Сегодня впервые в своей практике видел подкожную эмфизему[52]
, она хрустела, как свежий снег, у меня под рукой при пальпации. Жутко я устал за эту неделю с этой нервотрёпкой. А завтра ещё и на работу. Лягу я спать пораньше.Почти пустое отделение, тишина и сонливость. Делать практически ничего не надо. Пара внутримышечных инъекций, напоить таблетками, накормить восьмерых пациентов – это не в счёт. И опять в ПИТ, бороться с обструкцией, смотреть кино и трансляции кубка мира по RUGBY. Вечером я буду пить чай с печеньем…
Разговоры о том о сём до полуночи. А потом завалиться спать на кровать с панцирной сеткой в одну из пустующих палат. Во всём этом есть какая-то романтика, своеобразная прелесть. Отчасти за это я люблю свою неторопливую работу.
Пришёл с работы домой уставший. А бабушка моя стряпала посикунчики – наши уральские пирожки с мясом. Я предварительно воспалил аппетит тремя рюмками рябиновой настойки собственного производства. И, объевшись, отвалился, как насосавшийся клещ. Ушёл давить диван в свою каморку.
Что может быть приятнее сытой истомы, приправленной сигаретой? Веки тяжелеют, части тела немеют, а на душу опускается благодать. Однако в этот вечер я решил воскурить не сигарету, а кальян. Благо я привёз эту забаву из Турции. Процедура курения кальяна – это целый ритуал. Я подглядел его во время своих поездок по странам востока. Неспешно беру великолепную сапфирово-синюю колбу кальяна и наполняю её водой – это своего рода фильтр (после курения вода желтеет). Вставляю в колбу систему трубок с длинным гофрированным шлангом, оканчивающимся медным мундштуком. Теперь беру ароматный табак (он пропитан фруктовым сиропом и оттого медленно тлеет и даёт удивительно благовонный дым).
Табак набиваю в особую керамическую рюмочку-чиллум, прикрываю её сверху фольгой, в которой делаю отверстия, чтобы жар от раскалённого уголька прикурил липкие листья. Рюмочку устанавливаю в верхние трубки, кладу угля и медленно раскуриваю, втягиваю в себя воздух. В какой-то момент кальянный божок оживает. Сверкнув красным угольным глазом, он вознаграждает меня священным дымом.
Ставлю музыку в восточном стиле с барабанами и дудками, ложусь на диван. На стене висит африканский ковёр – я приволок его из Туниса. На ковре изображён оазис – пальмы среди пустыни, верблюды, озеро и хижина, женщина в шароварах, идущая за водой. Лазурное небо пустыни. И всё из велюра, а он приятен на ощупь. Смотрю я на ковёр, вдыхаю ароматный дым, слушаю музыку и погружаюсь в свои воспоминания. Да, я влюбился в арабские страны. Это как оказаться в сказке «Тысяча и одна ночь». Золото и пряности, верблюды и минареты, подпирающие небо. Ласковое море и милое солнце. Шарм восточных женщин и белоснежные улыбки курчавых, черноглазых и необыкновенно прелестных арабских ребятишек.
Темень мусульманской ночи с серпиком луны и огни городов. Гомон огромных базаров, запахи парфюмерных лавок, кальянных курилен. Вкус лепёшек на верблюжьем молоке и жареной рыбы. Богатство, блеск и роскошь здесь соседствует с безумной нищетой. Всё это трудно укладывается в голове, но я вижу это сквозь выдыхаемый дым, который фигурами арабской вязи наполняет мою комнату.
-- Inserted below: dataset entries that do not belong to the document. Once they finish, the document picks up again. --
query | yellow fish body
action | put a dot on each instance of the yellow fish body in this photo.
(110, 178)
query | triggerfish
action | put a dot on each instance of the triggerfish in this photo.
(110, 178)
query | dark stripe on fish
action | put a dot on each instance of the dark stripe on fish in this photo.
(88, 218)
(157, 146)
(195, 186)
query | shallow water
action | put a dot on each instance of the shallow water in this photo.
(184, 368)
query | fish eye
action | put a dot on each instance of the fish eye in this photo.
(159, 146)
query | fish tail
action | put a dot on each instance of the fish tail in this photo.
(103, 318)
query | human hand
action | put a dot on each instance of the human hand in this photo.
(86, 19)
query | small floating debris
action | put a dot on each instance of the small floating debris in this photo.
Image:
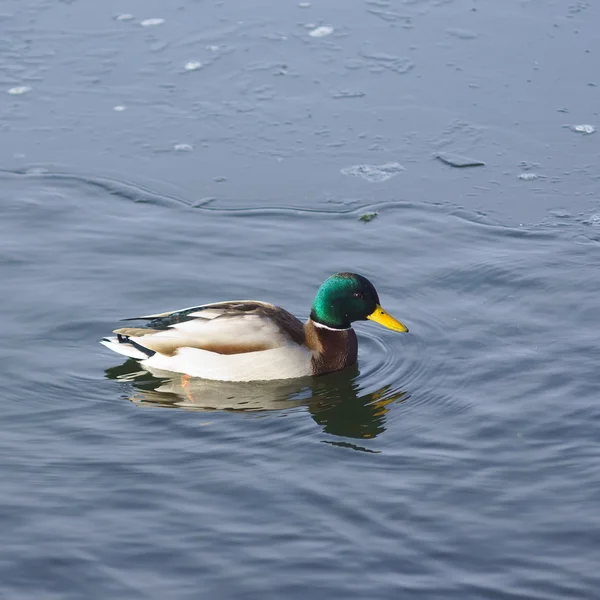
(18, 90)
(343, 94)
(594, 220)
(151, 22)
(192, 65)
(585, 129)
(322, 31)
(368, 217)
(458, 161)
(374, 173)
(461, 34)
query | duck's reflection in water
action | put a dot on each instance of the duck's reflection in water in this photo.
(334, 401)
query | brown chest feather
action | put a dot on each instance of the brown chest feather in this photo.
(332, 350)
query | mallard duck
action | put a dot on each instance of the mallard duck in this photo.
(248, 340)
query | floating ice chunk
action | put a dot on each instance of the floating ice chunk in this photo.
(458, 161)
(192, 65)
(585, 129)
(151, 22)
(594, 220)
(374, 173)
(19, 90)
(322, 31)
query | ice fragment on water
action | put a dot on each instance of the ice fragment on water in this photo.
(458, 161)
(151, 22)
(374, 173)
(20, 89)
(322, 31)
(192, 65)
(585, 129)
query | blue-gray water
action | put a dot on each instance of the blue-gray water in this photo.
(460, 461)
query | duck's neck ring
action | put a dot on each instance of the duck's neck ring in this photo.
(321, 326)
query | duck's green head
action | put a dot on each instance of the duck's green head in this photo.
(347, 297)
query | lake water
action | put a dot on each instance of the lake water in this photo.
(230, 151)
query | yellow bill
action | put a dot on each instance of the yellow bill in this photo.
(380, 316)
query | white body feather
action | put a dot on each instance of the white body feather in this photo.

Под такое блаженство я даже стих сочинил, запутавшись в визионерских импрессиях, глядя на настенный ковёр сквозь ароматный туман.
Арабская импрессия
Прожив не более суток после операции по устранению очень большого дефекта межжелудочковой перегородки, умерла моя пациентка. Трёхмесячная малышка по имени Лера. Смерть – это всегда тяжкое испытание, а детская смерть – вдвойне. Её слабенький организм не справился с гемодинамической[53]
перестройкой. Маленькое сердце остановилось, и душа выпорхнула сквозь вскрытую грудину, наполнив воздух скорбью.Я эту пациентку готовил к оперативному лечению. Присутствовал во время операции. Видел, как бьётся её открытое сердце. В общем, я и должен был ехать на вскрытие. Так и получилось.